Bitcoin has been attracting investors for years, from experts and professionals to those who are merely curious about the idea. With the cryptocurrency having performed extraordinarily well throughout 2020 though, it’s likely that there will be even more Bitcoin investors moving forward.

Because this is likely to be the case, we’re going to go over some of the sensible options people who wish to invest in Bitcoin have available to them.

1. Direct Bitcoin Trading

The simplest and most straightforward way to invest in Bitcoin is simply to buy and sell it directly. While it has taken some new investors time to get used to cryptocurrency exchanges and wallets, the process is ultimately quite simple. People can use their own money or other cryptocurrencies to purchase any quantity of Bitcoin they like from exchanges, and then hold that Bitcoin in a wallet until it’s time to sell. It is effectively a form of commodities trading, and one people can begin practicing with ease through an app or software program.

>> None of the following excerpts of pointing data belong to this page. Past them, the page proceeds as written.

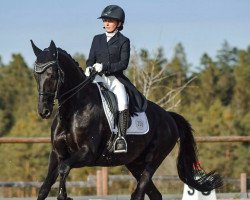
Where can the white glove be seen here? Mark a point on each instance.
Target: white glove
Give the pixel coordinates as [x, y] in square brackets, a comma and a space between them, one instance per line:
[88, 70]
[98, 67]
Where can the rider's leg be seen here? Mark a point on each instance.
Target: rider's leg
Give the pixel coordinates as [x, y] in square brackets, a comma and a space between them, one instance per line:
[115, 86]
[119, 90]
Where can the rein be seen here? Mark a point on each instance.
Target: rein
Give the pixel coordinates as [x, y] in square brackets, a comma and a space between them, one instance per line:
[77, 88]
[39, 68]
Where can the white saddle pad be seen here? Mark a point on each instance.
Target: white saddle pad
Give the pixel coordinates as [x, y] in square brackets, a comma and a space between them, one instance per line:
[139, 125]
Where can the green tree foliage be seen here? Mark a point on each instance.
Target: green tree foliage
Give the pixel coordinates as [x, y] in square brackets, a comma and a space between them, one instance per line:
[215, 100]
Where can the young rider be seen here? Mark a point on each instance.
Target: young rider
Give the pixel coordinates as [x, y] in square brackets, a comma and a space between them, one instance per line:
[109, 55]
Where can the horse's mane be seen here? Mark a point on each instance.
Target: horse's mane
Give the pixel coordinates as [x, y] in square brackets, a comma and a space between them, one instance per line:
[67, 54]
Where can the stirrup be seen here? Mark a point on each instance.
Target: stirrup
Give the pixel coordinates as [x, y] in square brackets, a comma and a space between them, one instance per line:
[116, 150]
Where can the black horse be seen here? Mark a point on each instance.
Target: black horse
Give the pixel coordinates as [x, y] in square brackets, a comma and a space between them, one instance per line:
[80, 131]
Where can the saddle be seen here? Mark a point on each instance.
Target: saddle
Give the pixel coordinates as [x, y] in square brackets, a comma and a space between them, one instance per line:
[138, 124]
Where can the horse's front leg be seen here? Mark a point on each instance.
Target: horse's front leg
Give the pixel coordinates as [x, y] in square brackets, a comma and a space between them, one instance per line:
[62, 195]
[77, 159]
[50, 178]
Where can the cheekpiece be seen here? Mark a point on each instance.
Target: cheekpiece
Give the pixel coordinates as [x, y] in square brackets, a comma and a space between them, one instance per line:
[41, 67]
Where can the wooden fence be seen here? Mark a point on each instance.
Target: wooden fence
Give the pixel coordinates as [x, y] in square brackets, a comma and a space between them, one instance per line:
[198, 139]
[102, 176]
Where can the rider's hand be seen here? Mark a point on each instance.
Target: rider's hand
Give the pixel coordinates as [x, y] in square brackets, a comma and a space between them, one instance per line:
[98, 67]
[88, 70]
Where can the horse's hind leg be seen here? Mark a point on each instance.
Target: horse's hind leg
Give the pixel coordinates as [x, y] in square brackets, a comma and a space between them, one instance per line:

2. Long-Term Bitcoin Investment

Another option building off of direct trading is to purchase Bitcoin with the intention of holding it for the long term. This essentially means that when Bitcoin goes up, you don’t necessarily have to sell it. With an asset that can swing $1,000 or more in value in very short time, there’s often a temptation for investors to sell and capitalize on trades. But long-term Bitcoin investment is popular as well, and many believe that buying Bitcoin and essentially forgetting about it — possibly even for years — may well pay off down the road.

3. Bitcoin CFDs

The process of CFD trading is something that’s more commonly associated with stock shares, or in some cases commodities. The way it works is simple: If an investor predicts that a stock will go up, he or she can create a contract to that effect. Then, if the stock has gone up at the end of the contract, the investor earns a return amounting to the difference between the end price and starting point. That more or less explains it (except that CFD trading can also work in the same way if there’s a prediction that an asset will lose value). And CFD trading is now available for cryptocurrencies like Bitcoin also. It’s an interesting method in that it allows investors to effectively trade Bitcoin without buying any.

4. Bitcoin Futures

Futures trading is a very similar option to CFDs, though strictly speaking it still involves the purchase of a resource. In futures trading, an investor agrees to purchase an asset — a stock, commodity, or in this case cryptocurrency — at a certain price, at a certain date. Given this sort of arrangement, if the asset’s price rises after the trade is set in stone, the investor effectively ends up being able to buy it at a reduced value, and then sell it for its new, higher price. Though purchases and sales are made in futures trading, this is still more or less a way to invest in Bitcoin without ever holding it for a significant length of time.

5. Blockchain Investment

Blockchain advancement does not directly reflect the price of Bitcoin, so this is an indirect option to say the least. But there are blockchain startups — some that have already established themselves and others that are emerging on a continual basis — that are in some cases investable. For the most part their success or failure depends on their own business. But the growth of some blockchain companies and technologies can at least loosely relate to broader cryptocurrency news, and for that reason this is an idea prospective Bitcoin investors may at least want to look into.